At 8:30AM, we were in the cafeteria.  Some boys are eating a healthy breakfast while others are still being screened through the medal detectors.  B.E.S.T. is slowly but surely changing the community one student and one family at a time.

Between 9:00AM and 11:30, I visited 4 classrooms.  Mr. Blackmon's 7th grade language arts class allowed the boys to discuss the struggles between protagonist and antagonist.  Mrs. Babson's 7th grade language arts class gave all of the boys 10 minutes of soft music as they wrote their thoughts freestyle under dim lights.  They presented their writing so well.  Mr. Diggs’ 6th grade math class was the bomb – as in real loud when problems were solved.  I don't recall math being that much fun!  My day as principal ended in Mrs. Edwards’ 7th grade science class.  The boys were super engaged and hung on to her every word.  She was so nurturing yet professional.

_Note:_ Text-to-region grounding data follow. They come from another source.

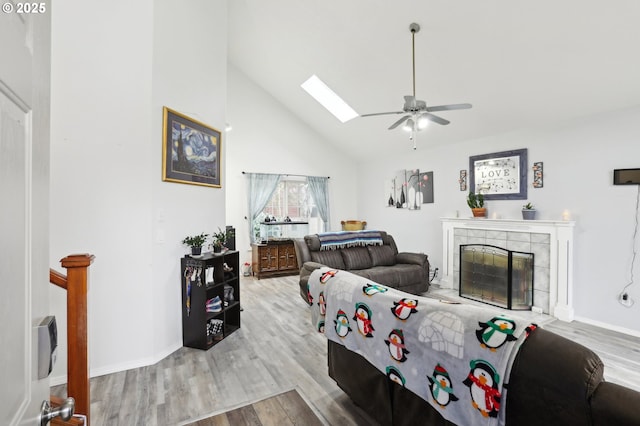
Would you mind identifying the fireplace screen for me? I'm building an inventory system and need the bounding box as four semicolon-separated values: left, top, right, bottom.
460;244;533;310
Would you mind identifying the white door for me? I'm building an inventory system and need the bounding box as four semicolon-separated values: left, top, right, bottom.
0;0;51;426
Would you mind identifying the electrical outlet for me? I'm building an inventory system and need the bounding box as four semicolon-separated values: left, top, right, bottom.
618;292;634;308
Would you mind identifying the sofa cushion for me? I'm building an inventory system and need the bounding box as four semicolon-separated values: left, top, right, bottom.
367;246;396;266
340;247;373;271
311;250;346;269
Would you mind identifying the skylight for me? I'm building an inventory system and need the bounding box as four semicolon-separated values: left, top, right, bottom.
300;74;358;123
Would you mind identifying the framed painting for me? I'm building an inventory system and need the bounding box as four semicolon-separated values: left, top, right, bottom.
162;107;222;188
469;148;527;200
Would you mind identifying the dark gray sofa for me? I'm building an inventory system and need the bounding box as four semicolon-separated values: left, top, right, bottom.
294;231;429;303
327;328;640;426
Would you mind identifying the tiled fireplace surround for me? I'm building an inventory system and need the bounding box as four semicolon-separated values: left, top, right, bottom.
440;218;575;321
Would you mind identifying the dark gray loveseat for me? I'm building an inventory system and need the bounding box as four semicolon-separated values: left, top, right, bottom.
294;231;429;303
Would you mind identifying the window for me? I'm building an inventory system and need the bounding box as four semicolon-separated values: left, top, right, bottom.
253;177;322;240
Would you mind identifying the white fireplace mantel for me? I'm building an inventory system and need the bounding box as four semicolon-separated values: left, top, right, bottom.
441;218;575;321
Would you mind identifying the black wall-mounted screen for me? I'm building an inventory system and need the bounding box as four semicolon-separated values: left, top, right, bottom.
613;169;640;185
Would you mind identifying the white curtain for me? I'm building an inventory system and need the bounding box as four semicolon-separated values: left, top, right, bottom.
307;176;329;231
246;173;281;243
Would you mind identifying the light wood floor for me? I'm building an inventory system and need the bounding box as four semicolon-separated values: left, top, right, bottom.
51;276;640;426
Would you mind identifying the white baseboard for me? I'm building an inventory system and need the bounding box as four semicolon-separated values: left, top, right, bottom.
573;317;640;337
49;342;182;386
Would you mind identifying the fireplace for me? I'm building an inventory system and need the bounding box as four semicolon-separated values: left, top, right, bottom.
459;244;534;310
438;217;575;321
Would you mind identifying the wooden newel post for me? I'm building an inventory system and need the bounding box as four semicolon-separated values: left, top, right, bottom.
60;254;94;425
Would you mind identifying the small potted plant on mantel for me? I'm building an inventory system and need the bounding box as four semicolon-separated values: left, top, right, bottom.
211;227;233;253
182;232;209;256
522;202;536;220
467;191;487;217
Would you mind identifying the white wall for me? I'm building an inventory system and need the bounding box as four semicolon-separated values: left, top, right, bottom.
50;0;227;383
225;64;357;262
358;108;640;335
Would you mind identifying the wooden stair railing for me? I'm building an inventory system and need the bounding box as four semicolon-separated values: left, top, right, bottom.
49;254;95;426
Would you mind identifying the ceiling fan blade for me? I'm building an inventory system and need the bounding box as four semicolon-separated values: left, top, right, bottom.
420;112;450;125
427;104;471;112
389;115;411;130
360;111;404;117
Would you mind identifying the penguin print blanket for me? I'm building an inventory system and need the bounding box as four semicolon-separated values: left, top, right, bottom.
308;267;535;425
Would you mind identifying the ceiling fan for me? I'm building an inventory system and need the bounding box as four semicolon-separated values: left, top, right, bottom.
360;22;471;139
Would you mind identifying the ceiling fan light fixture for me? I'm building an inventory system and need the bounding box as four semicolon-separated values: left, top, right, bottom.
418;117;429;130
402;118;416;132
300;74;359;123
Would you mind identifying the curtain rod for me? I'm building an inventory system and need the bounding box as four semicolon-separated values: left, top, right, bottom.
242;172;331;179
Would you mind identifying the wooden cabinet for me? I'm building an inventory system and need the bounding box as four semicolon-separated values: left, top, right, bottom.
181;250;240;350
251;240;299;279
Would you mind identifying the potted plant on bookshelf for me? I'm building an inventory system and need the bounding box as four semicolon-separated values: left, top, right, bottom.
211;227;233;253
182;232;209;256
522;202;536;220
467;191;487;217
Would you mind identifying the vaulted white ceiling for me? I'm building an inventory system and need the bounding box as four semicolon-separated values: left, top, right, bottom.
228;0;640;159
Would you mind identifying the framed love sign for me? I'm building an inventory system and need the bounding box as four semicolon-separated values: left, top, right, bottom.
469;148;527;200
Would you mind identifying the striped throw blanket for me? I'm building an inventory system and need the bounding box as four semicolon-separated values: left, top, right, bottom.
318;231;382;250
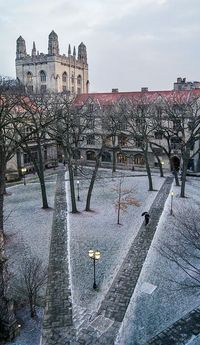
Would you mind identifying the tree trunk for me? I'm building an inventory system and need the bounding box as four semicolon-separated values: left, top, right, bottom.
174;169;180;187
150;144;164;177
180;158;189;198
143;149;153;191
85;147;103;211
38;145;49;209
68;160;78;213
112;147;116;172
29;295;36;318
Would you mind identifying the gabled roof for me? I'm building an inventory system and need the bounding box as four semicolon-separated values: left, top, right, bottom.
74;89;200;106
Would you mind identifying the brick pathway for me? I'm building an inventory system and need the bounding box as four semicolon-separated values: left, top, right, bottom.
77;177;173;345
41;171;75;345
41;175;200;345
145;307;200;345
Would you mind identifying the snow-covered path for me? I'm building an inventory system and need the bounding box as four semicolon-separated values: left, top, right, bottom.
66;171;164;310
119;177;200;345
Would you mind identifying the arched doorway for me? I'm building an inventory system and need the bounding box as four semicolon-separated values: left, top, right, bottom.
86;151;96;161
102;151;111;162
134;153;145;165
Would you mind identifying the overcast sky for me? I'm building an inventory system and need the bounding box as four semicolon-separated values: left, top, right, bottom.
0;0;200;92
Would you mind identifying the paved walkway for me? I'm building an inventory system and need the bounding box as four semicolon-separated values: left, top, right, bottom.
77;177;173;345
41;170;75;345
41;175;200;345
145;307;200;345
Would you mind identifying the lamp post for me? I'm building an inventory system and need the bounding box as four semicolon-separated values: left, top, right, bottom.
170;192;174;216
77;181;80;201
88;249;101;289
21;168;26;186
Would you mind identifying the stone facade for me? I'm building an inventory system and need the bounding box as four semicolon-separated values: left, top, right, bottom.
15;31;89;94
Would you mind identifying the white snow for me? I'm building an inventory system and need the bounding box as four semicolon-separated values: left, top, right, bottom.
116;177;200;345
4;175;56;345
66;170;164;311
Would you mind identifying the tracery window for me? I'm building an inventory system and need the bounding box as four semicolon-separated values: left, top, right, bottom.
40;71;46;82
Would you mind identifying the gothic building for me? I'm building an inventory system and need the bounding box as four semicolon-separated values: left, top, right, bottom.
15;31;89;94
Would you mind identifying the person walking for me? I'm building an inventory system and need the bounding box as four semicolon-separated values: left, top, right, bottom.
142;212;150;226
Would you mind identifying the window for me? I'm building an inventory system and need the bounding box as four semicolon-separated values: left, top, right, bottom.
171;137;181;150
40;71;46;83
40;85;47;93
102;151;111;162
27;72;33;83
117;120;127;131
134;154;145;165
77;75;81;85
62;72;67;83
173;119;181;132
154;131;163;139
27;85;33;93
118;135;128;146
87;115;95;129
86;134;95;145
86;151;96;161
117;153;127;163
135;138;143;148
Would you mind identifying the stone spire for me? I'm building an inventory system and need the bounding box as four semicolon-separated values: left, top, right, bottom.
68;44;71;56
32;42;36;56
78;42;87;63
48;31;59;55
16;36;27;59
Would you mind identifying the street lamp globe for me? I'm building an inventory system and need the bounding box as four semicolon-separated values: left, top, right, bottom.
94;250;101;260
88;249;94;258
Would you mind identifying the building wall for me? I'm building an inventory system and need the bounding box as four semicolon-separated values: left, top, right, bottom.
15;32;89;94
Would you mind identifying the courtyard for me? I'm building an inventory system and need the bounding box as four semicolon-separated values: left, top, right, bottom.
3;170;200;345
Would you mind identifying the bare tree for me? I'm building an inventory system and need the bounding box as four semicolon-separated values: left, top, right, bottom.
163;91;200;197
49;94;91;213
15;257;48;317
112;176;140;225
13;94;54;209
157;206;200;288
123;93;157;191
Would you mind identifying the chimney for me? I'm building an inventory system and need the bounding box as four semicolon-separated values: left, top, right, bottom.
141;87;149;92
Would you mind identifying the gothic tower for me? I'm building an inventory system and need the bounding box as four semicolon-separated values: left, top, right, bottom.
48;31;59;55
78;42;87;64
16;36;27;59
15;31;89;95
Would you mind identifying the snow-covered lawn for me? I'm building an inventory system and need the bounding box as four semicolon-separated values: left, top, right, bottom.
4;175;56;345
66;170;164;311
119;177;200;345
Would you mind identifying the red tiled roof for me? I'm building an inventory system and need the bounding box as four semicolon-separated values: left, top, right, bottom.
75;89;200;106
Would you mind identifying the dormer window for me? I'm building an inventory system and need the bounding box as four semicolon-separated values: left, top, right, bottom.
62;72;67;83
27;72;33;83
40;71;46;82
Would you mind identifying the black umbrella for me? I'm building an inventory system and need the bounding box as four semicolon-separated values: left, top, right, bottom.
141;212;148;216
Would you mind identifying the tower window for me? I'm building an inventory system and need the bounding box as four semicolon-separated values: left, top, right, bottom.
27;72;33;83
62;72;67;83
40;71;46;82
77;75;81;85
40;85;47;93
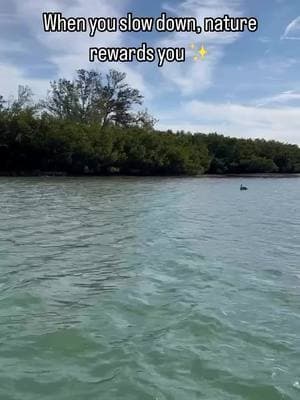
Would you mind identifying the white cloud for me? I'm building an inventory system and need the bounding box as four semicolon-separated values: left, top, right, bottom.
0;0;151;96
159;0;241;95
256;90;300;106
159;100;300;144
281;16;300;40
0;64;49;99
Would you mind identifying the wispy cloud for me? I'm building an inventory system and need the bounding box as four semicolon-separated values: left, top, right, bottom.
256;90;300;106
281;16;300;40
159;0;241;95
0;0;151;97
160;100;300;144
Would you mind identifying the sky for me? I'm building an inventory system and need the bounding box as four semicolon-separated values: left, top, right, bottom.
0;0;300;144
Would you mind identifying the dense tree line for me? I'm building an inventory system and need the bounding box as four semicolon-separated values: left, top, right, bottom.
0;70;300;175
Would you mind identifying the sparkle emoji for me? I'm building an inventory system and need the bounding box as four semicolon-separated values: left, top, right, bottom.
190;43;208;61
199;46;208;59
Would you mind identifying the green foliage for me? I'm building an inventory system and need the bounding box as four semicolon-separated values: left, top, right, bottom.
0;70;300;175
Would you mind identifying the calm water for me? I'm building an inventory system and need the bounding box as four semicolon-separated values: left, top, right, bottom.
0;178;300;400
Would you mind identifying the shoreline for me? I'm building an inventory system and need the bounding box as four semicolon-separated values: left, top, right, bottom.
0;171;300;179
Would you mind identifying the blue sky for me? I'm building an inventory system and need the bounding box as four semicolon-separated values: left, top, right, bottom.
0;0;300;144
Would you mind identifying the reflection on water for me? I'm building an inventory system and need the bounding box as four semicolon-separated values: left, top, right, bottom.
0;178;300;400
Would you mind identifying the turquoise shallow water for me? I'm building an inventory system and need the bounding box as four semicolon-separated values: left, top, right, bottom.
0;178;300;400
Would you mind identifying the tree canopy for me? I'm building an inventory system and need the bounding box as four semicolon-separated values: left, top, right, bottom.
0;70;300;175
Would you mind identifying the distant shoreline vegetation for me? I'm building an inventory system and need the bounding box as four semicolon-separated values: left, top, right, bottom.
0;70;300;176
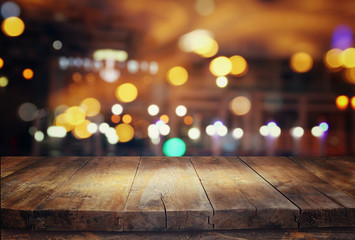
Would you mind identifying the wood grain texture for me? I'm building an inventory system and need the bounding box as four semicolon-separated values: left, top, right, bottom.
1;228;355;240
33;157;140;231
191;157;299;229
240;157;355;227
123;157;213;231
291;157;355;198
1;157;88;229
0;157;44;178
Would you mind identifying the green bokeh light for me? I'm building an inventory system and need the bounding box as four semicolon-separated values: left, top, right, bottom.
163;138;186;157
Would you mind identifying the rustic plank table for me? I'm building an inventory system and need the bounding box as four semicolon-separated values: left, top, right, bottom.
1;157;355;239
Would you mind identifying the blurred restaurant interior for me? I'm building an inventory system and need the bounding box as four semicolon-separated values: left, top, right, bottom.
0;0;355;156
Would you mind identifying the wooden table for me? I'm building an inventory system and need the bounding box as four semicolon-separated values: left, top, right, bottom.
1;157;355;237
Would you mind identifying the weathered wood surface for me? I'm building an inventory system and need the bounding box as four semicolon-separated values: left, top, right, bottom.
291;157;355;198
1;228;355;240
240;157;355;227
191;157;299;229
33;157;140;231
1;157;355;231
0;157;44;178
123;157;213;231
1;157;88;229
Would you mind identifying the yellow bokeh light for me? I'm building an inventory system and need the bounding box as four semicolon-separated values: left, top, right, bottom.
116;83;138;102
0;77;9;87
335;95;349;110
122;114;132;124
167;66;188;86
80;98;101;117
290;52;313;73
229;96;251;116
184;116;194;125
341;48;355;68
115;123;134;142
53;113;74;132
1;17;25;37
22;68;33;80
350;96;355;110
65;106;86;126
73;119;92;139
229;55;248;76
324;48;343;69
72;72;83;82
345;67;355;84
210;56;232;77
159;114;170;124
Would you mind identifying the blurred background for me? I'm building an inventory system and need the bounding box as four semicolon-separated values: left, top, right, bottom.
0;0;355;156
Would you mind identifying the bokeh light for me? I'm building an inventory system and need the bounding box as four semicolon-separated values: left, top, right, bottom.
122;114;132;124
175;105;187;117
167;66;188;86
184;116;194;125
345;67;355;84
159;114;170;123
53;113;74;132
216;77;228;88
290;52;313;73
116;83;138;102
163;138;186;157
34;131;44;142
148;104;159;116
47;126;67;138
0;77;9;87
111;115;121;123
311;126;323;137
111;103;123;115
341;48;355;68
115;123;134;142
22;68;33;80
72;119;92;139
18;102;38;122
290;127;304;138
232;128;244;139
210;56;232;77
229;96;251;116
323;48;343;69
65;106;86;126
335;95;349;110
80;98;101;117
319;122;329;132
187;128;201;140
52;40;63;50
1;1;21;18
229;55;248;76
1;17;25;37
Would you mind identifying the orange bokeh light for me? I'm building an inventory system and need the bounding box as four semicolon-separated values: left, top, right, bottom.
335;95;349;110
22;68;33;80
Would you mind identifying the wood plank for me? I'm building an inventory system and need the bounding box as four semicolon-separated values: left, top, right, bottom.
240;157;355;227
1;157;88;229
191;157;299;229
1;228;355;240
0;157;44;178
123;157;213;231
33;157;140;231
291;157;355;198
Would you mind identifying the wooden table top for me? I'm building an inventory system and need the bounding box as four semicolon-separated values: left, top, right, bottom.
1;157;355;231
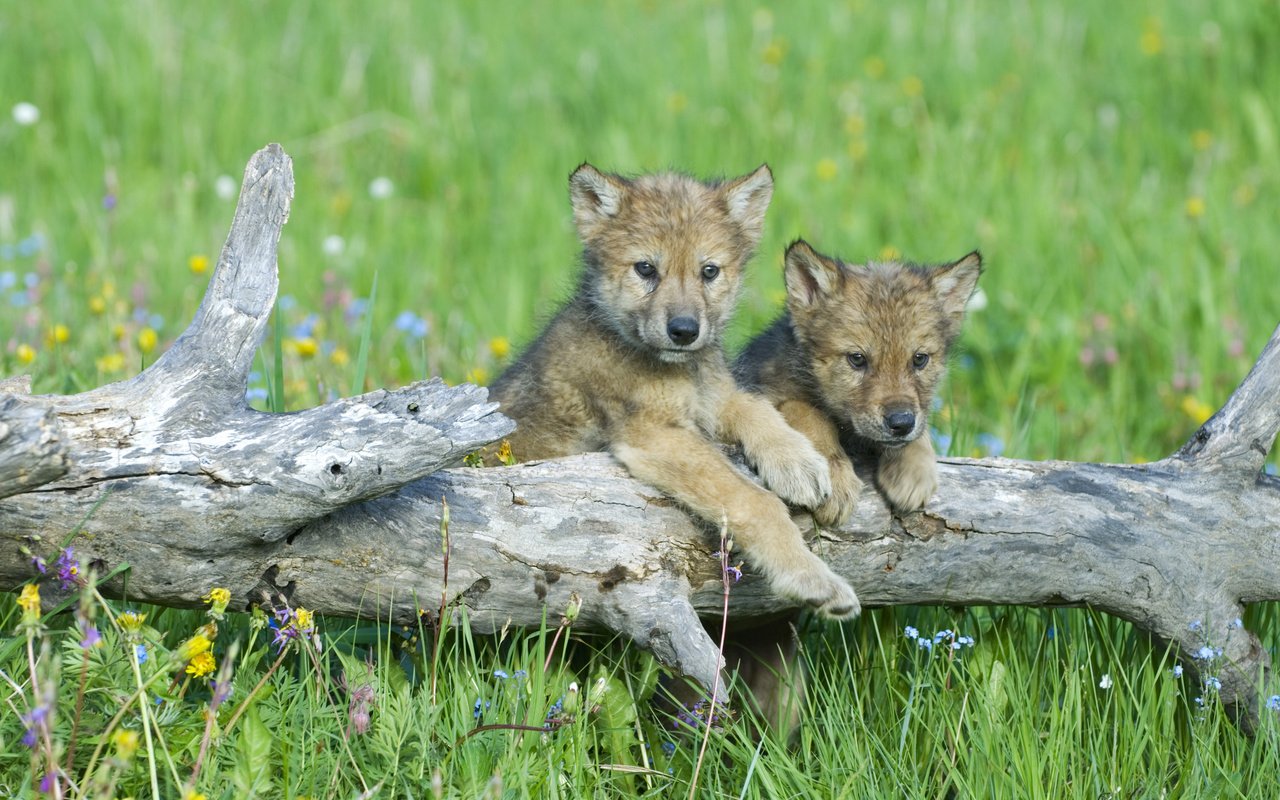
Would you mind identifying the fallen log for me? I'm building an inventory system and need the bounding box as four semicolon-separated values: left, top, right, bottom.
0;145;1280;726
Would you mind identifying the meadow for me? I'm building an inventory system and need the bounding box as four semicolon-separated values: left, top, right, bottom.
0;0;1280;799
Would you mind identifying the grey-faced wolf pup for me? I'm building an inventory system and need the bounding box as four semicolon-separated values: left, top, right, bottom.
735;239;982;525
488;164;859;617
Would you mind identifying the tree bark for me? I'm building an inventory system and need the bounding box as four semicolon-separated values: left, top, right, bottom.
0;145;1280;726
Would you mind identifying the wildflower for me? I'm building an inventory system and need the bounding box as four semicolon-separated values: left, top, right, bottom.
186;650;218;678
54;548;79;590
214;175;239;200
177;634;214;660
111;730;138;762
138;328;160;353
200;586;232;620
13;102;40;128
18;584;40;625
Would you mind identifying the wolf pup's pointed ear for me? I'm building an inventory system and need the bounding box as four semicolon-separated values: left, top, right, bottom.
782;239;844;312
933;250;982;326
721;164;773;246
568;164;627;234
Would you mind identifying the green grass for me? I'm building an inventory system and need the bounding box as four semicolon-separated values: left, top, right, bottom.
0;0;1280;797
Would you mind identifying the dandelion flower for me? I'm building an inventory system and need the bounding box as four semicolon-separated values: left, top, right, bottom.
13;102;40;128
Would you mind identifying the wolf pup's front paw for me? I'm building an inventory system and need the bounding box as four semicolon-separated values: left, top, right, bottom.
813;456;863;527
771;553;863;620
876;439;938;511
755;434;832;508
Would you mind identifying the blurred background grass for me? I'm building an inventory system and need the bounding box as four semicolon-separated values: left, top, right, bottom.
0;0;1280;796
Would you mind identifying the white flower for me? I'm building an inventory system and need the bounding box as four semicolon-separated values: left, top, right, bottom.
214;175;239;200
369;175;396;200
13;102;40;127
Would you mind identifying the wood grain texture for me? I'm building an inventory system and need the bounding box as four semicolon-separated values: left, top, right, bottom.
0;146;1280;726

B.E.S.T. is successful because of the leadership of its principal LaPaul Shelton.  It is a culture that sets high expectations and fosters respect between the teachers and students.  I saw them all at their best today and it wasn't staged.

I am now more motivated to invest more time and resources for B.E.S.T. as a partner in education.  I care about my city and know you will never lose when you invest in kids.

Wednesday, October 6, 2010

L.E.A.D. Development P.R.O.C.E.S.S.

L.E.A.D.'s Fall Legacy League Instructional Program is America's 1st program that focuses on the professional development of inner city baseball players.  In three years, L.E.A.D. has successfully placed 83% of our Ambassadors in college with scholarships and 100% of our Ambassadors have enrolled in college. 

All of the talent in L.E.A.D. is raw, meaning that they haven't been coached professionally.  We don't run away from raw talent because we have a development P.R.O.C.E.S.S. that works.

We PREPARE our Leaders by educating them on the front end about the fundamentals required to convert their raw talent to skills that are attractive to college coaches for scholarship opportunities.

We REINFORCE those fundamentals taught on the field and in the classroom with skill building drills, using a methodology on and off the field with journaling and weekly blogs.

We give OPPORTUNITIES for our Leaders to learn from their mistakes in an instructional game  environment.  If they make a mistake, we recreate the situation and do it again.  Practice makes permanent.

We teach our Leaders how to COMMUNICATE through positive conversations with our coaches instead of negative body language.

We EXPOSE our Leaders to high level competition against top tier teams to test what has been learned.  The games are indeed a test.  We make mistakes on the test but get opportunities in practice to learn and continue the development process.

We teach our Leaders that without STRUGGLE there is never SUCCESS.  Proper development always includes failure.

L.E.A.D. will continue to succeed using this process of development of raw inner city baseball talent.  All we need is for the families to come into the organization willing to develop.